Employers must use criteria for selection for redundancy which are not discriminatory on the grounds any of:
The usual rules on discrimination apply - an employer cannot directly discriminate in selection but may be able to indirectly discriminate, for example, by deciding to make part-time staff redundant rather than full-time employees. However, according to a ruling in one ECJ case the employer must objectively justify this decision.
The selection of two employees because they had been leading strike activists comes within the definition of an unfair dismissal. Selecting someone for redundancy because they spent too much time on union activities is automatically unfair, even in cases where the employer has no malice or intent to expel the employee because of trade union activities.
Equally, an employer cannot evaluate an employee based on skills exhibited while conducting work as a safety representative.
It is advisable for union representatives to exercise caution if transferred to alternative work that allows them to fulfill their trade union duties. In one case the EAT ruled that it was fair to select the rep for redundancy when the company no longer required the alternative work, even though there was still demand for the work in his primary position.
Tribunals can award compensation to take account of the fact that an employer has failed to adhere to the proper selection procedure. In the leading Polkey case the House of Lords ruled tribunals should reduce compensation where it could be demonstrated that had a proper procedure been adopted, the individual would have been selected in any case.
However, in another case the Court of Session in Scotland ruled that it was necessary to distinguish between a ’procedural error’ (where compensation could be reduced under the Polkey test) and an intrinsically unfair procedure, where it would not apply. A flawed selection procedure rectified on appeal is unlikely to lead to an award of additional compensation.
A proposal not to select an employee for redundancy only if they designate an alternative candidate has also been judged to be an unfair dismissal.
Employers can exploit criterion like absenteeism to select so long as, in doing so, they do not transgress discrimination legislation.
Tribunals will usually assess whether employers have adhered to previously adopted criteria. Most organised workplaces will have an agreed procedure for redundancy selection but the Deregulation and Contracting Out Act 1994 removed the presumption that a dismissal is unfair where the employer ignores the agreed selection procedure.
In one case the EAT determined that there was no legal duty on an employer to disclose the evaluations of those employees not selected.
The EAT has ruled that while there is some scope for subjectivity in determining redundancy selection, it is not in itself the grounds for a challenge; and the use of criteria like length of service should be totally avoided, although first in, last out may be used where it is one of a number of criteria.
"Employers do have duties in relation to selection. For example, a decision to make a long-standing employee redundant, when a job he was temporarily attached to ended, was held, by the EAT, to amount to an unfair selection, in so far as the employer should have considered selecting other similarly graded employees with less experience or qualifications".
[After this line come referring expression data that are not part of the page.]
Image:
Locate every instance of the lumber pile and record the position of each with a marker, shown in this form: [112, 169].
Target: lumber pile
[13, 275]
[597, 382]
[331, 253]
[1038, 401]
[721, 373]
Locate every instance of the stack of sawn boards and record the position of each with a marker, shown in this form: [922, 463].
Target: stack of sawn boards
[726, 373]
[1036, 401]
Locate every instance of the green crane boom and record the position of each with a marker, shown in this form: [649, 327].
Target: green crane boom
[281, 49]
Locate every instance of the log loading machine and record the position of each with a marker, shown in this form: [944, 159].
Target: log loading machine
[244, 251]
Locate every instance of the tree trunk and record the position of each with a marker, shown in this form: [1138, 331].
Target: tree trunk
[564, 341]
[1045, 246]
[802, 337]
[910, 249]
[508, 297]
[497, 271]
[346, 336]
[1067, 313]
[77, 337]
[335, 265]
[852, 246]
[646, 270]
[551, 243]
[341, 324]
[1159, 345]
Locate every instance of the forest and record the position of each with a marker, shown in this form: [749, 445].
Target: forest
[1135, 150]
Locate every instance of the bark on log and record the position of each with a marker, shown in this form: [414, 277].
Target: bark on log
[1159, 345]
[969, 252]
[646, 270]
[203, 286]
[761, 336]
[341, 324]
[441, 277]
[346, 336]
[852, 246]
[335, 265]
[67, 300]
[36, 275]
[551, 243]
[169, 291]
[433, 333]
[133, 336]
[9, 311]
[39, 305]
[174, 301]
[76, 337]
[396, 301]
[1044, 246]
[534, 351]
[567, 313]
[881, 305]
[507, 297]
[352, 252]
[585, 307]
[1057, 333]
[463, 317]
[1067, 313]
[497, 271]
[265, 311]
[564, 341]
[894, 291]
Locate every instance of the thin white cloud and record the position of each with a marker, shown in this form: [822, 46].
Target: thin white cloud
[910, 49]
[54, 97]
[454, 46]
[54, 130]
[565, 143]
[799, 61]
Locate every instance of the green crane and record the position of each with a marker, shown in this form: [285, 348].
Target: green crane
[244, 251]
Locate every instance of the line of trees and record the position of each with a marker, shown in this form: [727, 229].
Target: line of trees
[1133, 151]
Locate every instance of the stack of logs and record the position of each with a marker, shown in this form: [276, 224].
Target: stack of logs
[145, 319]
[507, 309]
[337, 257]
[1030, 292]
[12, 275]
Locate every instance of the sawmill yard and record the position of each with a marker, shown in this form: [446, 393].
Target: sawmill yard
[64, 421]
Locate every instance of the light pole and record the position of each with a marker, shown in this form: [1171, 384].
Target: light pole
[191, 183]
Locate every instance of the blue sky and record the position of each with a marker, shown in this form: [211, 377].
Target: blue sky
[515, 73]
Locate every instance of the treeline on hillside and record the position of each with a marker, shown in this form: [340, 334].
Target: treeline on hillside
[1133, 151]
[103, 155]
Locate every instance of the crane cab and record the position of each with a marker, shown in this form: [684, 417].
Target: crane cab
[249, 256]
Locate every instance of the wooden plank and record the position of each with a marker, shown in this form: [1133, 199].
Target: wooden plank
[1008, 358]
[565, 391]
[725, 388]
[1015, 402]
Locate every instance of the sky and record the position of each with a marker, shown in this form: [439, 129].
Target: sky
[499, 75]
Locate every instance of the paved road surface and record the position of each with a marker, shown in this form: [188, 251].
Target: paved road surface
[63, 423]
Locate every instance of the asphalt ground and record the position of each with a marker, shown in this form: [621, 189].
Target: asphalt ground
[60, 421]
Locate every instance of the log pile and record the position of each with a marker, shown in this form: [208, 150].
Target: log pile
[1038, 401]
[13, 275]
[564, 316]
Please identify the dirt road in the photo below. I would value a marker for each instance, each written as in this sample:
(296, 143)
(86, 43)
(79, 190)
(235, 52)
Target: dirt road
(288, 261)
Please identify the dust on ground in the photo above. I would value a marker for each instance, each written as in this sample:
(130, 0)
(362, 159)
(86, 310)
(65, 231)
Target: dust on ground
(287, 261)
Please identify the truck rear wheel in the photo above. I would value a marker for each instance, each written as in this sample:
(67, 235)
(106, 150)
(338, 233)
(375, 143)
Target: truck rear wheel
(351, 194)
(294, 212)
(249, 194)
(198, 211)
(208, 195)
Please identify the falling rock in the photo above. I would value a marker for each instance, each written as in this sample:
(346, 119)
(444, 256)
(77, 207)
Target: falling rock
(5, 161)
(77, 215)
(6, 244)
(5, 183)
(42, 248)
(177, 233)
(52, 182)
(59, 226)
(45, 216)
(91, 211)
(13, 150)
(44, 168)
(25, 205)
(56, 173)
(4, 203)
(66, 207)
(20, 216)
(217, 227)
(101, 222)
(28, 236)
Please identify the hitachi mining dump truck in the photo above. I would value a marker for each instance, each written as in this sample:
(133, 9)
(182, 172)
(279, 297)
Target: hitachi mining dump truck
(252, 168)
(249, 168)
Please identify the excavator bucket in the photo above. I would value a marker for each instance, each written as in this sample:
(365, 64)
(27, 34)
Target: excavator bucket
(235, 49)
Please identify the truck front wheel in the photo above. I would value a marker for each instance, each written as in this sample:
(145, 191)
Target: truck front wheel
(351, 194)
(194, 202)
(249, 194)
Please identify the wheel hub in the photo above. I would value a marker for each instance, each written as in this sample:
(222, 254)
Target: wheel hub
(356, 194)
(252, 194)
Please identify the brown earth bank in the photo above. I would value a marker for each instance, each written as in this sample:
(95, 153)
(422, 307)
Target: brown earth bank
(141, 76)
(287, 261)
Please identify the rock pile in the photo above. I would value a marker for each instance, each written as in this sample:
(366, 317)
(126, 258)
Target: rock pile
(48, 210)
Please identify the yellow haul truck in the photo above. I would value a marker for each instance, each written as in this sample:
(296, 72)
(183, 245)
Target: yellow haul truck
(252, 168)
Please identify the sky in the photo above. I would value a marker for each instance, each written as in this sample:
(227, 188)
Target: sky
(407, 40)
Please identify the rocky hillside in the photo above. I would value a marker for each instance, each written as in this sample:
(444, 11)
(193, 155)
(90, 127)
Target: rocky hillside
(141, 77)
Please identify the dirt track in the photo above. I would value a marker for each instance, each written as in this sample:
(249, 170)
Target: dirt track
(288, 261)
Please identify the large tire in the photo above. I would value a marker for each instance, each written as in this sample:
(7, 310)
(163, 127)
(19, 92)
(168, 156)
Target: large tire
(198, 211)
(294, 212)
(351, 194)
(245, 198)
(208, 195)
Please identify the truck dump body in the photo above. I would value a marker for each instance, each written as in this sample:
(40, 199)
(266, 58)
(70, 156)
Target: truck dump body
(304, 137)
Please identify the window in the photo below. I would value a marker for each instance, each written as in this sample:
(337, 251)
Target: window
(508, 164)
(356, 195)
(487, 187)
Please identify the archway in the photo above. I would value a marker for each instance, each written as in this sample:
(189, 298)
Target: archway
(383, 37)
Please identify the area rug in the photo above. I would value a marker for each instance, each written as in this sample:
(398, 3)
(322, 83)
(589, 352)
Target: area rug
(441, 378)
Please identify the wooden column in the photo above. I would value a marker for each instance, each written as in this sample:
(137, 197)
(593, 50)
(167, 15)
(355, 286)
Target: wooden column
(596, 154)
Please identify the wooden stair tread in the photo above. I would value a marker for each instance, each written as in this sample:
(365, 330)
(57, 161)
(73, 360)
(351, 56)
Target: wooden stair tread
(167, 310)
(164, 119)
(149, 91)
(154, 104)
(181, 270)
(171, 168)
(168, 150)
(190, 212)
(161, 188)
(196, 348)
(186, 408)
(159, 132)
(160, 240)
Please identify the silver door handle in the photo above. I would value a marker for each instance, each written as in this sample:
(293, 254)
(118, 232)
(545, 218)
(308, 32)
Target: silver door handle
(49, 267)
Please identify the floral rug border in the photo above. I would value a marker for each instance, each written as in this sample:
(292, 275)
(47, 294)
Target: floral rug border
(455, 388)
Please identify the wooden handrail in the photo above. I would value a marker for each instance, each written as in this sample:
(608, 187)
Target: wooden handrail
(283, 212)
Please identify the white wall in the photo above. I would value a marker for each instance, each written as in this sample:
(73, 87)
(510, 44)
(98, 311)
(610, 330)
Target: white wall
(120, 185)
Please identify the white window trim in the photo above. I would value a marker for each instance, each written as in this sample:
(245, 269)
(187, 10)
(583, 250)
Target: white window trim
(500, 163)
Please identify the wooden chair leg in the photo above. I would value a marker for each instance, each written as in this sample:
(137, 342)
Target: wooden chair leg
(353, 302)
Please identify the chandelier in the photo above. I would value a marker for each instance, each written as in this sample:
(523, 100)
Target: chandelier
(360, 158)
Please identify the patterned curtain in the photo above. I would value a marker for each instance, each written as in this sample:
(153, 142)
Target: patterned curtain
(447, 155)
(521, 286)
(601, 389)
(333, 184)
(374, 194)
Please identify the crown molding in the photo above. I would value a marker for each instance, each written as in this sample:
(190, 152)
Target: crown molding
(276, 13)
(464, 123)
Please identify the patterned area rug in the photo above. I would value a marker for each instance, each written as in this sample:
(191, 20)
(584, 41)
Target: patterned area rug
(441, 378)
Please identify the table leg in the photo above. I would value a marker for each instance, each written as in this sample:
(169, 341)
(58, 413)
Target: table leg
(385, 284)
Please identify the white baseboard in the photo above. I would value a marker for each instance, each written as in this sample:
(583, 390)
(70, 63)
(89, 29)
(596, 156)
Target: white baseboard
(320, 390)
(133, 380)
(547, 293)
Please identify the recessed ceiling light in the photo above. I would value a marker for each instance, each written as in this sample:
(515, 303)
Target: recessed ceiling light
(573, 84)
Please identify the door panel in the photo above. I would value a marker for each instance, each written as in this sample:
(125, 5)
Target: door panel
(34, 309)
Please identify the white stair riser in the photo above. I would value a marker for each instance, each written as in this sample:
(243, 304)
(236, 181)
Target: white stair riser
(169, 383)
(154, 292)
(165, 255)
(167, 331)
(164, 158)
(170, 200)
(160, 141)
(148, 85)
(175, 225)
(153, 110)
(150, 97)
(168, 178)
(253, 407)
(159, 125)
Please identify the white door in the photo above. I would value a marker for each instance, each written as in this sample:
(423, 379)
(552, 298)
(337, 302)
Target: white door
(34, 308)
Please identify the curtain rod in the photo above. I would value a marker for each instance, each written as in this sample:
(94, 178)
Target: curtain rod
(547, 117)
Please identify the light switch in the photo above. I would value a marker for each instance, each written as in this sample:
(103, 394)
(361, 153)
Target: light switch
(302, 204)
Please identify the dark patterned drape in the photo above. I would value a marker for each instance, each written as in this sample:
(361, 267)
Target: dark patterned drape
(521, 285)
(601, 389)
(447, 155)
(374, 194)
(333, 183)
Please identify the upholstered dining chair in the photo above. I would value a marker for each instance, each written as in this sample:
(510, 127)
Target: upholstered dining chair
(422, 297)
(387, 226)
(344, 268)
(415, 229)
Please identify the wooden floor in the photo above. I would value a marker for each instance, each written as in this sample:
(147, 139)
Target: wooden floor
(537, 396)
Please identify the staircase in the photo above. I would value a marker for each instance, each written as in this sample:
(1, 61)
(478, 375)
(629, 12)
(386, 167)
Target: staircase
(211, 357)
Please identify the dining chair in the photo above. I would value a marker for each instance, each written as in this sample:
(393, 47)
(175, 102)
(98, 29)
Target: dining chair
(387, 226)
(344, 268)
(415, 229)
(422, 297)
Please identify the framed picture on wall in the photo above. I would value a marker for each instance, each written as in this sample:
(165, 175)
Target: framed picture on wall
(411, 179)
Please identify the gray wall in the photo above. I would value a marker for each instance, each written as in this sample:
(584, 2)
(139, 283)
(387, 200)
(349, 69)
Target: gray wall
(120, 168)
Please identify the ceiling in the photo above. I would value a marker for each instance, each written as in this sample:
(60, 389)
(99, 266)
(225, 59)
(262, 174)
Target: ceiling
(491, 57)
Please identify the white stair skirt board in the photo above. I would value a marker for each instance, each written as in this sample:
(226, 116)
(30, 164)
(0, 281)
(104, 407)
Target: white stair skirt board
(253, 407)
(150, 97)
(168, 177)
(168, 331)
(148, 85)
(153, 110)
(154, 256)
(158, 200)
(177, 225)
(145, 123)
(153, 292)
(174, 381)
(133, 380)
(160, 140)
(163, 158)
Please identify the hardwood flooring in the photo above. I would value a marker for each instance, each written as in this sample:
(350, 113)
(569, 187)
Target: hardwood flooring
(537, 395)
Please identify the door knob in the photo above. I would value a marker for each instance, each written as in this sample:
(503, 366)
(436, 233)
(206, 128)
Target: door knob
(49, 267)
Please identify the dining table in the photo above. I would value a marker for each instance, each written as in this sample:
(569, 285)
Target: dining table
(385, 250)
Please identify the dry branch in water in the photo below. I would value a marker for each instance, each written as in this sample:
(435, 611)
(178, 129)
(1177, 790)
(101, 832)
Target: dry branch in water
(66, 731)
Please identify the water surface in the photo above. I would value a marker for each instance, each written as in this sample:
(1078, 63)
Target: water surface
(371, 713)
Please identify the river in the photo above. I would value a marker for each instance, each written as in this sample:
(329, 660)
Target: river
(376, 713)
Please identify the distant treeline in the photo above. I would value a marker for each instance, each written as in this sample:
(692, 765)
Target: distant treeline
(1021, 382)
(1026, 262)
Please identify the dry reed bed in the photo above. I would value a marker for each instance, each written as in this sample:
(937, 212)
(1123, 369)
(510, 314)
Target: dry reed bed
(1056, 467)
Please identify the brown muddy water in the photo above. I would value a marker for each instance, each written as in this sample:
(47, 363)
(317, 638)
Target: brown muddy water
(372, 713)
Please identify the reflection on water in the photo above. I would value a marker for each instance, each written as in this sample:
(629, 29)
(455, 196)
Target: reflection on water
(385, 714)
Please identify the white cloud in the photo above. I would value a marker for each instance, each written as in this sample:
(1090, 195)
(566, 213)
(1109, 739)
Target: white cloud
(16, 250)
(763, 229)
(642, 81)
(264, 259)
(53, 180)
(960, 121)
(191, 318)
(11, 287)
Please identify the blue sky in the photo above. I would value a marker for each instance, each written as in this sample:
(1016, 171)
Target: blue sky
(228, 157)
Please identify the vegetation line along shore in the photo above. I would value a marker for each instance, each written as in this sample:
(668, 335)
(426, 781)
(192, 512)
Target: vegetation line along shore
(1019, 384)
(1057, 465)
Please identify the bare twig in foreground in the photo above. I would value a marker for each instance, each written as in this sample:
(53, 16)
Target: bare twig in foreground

Requesting volunteers first is not part of a selection procedure itself and is therefore not constrained by the rules of the selection procedure. Similarly, the refusal of a company to ask for volunteers before commencing its selection procedure is insufficient justification to mount a claim. Nor would the employer’s decision not to request volunteers (even where they might exist) where only the work of one employee had diminished.
If a rep is alerted to a possible redundancy situation they should contact their organising team immediately
Remember the company you work for may have its own specific redundancy procedure in place but this only complements and does not supplant the statutory requirements
It should be stressed that consultation is "undertaken with a view to seeking agreement". Agreement means consent from both parties and not one side unilaterally imposing its view.
The briefs in this section provide guidance and some basic details of employment rights. They do not attempt to be comprehensive, and should not be taken as an authoritative statement of the law.